Colère
article extrait du Monde libertaire n°1804 de mars 2019
Ils crient, ils ont crié, ils ne cessent de hurler depuis ces gestes, depuis ces lacérations qui ne se refermeront jamais. Et personne ne dit rien. Personne ne les écoute. Personne ne les entend. Personne ne veut voir. Les familles se taisent. Même après les mots, même après la révélation, même après cet immense acte de courage qu’il leur faut à elles et à eux pour parler, personne ne dit rien. On minimise, on oublie, on efface, on demande de pardonner. Parce que ces violences se produisent dans le giron de la famille, dans cette sacro-sainte famille, dans le cercle des proches. Il faut sauver les apparences. Comprendre, atténuer, concilier.

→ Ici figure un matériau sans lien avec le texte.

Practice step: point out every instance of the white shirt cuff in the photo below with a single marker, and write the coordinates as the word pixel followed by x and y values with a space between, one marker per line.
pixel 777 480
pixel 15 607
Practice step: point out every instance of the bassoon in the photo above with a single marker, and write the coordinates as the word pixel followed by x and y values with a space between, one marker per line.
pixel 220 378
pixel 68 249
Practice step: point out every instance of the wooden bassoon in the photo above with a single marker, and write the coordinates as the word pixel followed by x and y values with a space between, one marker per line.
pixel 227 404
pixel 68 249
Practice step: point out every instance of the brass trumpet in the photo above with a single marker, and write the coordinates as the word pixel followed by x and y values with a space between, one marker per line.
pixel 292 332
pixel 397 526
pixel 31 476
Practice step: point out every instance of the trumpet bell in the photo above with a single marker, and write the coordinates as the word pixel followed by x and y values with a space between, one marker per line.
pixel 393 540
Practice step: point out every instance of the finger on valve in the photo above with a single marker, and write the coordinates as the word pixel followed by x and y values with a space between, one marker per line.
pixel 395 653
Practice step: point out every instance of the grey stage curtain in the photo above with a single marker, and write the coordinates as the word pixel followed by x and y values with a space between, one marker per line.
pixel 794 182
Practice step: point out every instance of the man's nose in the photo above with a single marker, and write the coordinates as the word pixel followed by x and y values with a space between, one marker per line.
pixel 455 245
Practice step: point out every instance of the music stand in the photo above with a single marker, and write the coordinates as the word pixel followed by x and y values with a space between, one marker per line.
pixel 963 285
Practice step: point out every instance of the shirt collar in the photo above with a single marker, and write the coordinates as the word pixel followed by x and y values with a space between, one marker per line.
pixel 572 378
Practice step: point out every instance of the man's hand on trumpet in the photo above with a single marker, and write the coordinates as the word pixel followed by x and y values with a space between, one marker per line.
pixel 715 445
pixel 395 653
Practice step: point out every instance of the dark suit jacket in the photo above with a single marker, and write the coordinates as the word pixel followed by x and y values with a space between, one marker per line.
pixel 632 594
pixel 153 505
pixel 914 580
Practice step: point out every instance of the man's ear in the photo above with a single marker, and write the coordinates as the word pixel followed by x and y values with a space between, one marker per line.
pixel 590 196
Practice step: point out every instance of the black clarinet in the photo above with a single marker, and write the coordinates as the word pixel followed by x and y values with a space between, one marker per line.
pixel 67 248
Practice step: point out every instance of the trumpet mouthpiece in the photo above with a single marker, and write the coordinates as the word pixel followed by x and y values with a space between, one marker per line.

Il n’y a rien à concilier, rien à comprendre, rien à sauver. L’entourage n’en est pas un, lorsqu’il détruit des individus, lorsqu’il refuse de les accompagner, lorsqu’il bafoue leur parole et leur intégrité.
Ces viols et ces agressions sont le fait d’hommes et de femmes responsables mais aussi de familles qui se taisent ou qui nient. Votre silence détruit leurs vies autant que les gestes immondes de leurs agresseurs. Votre silence fait de vous des complices.
Une agression sexuelle, commise sur un adulte ou sur un enfant, n’est JAMAIS anodine. Elle porte profondément atteinte à l’individu, l’agresse dans sa chaire, meurtrit son esprit, atteint son estime, le prive souvent de force pour aller de l’avant.
Violences envers soi-même, troubles psychiques, agressivité, comportements à risque (notamment sexuels), auto-mutilation, addictions, crises d’angoisse, troubles du sommeil, isolement.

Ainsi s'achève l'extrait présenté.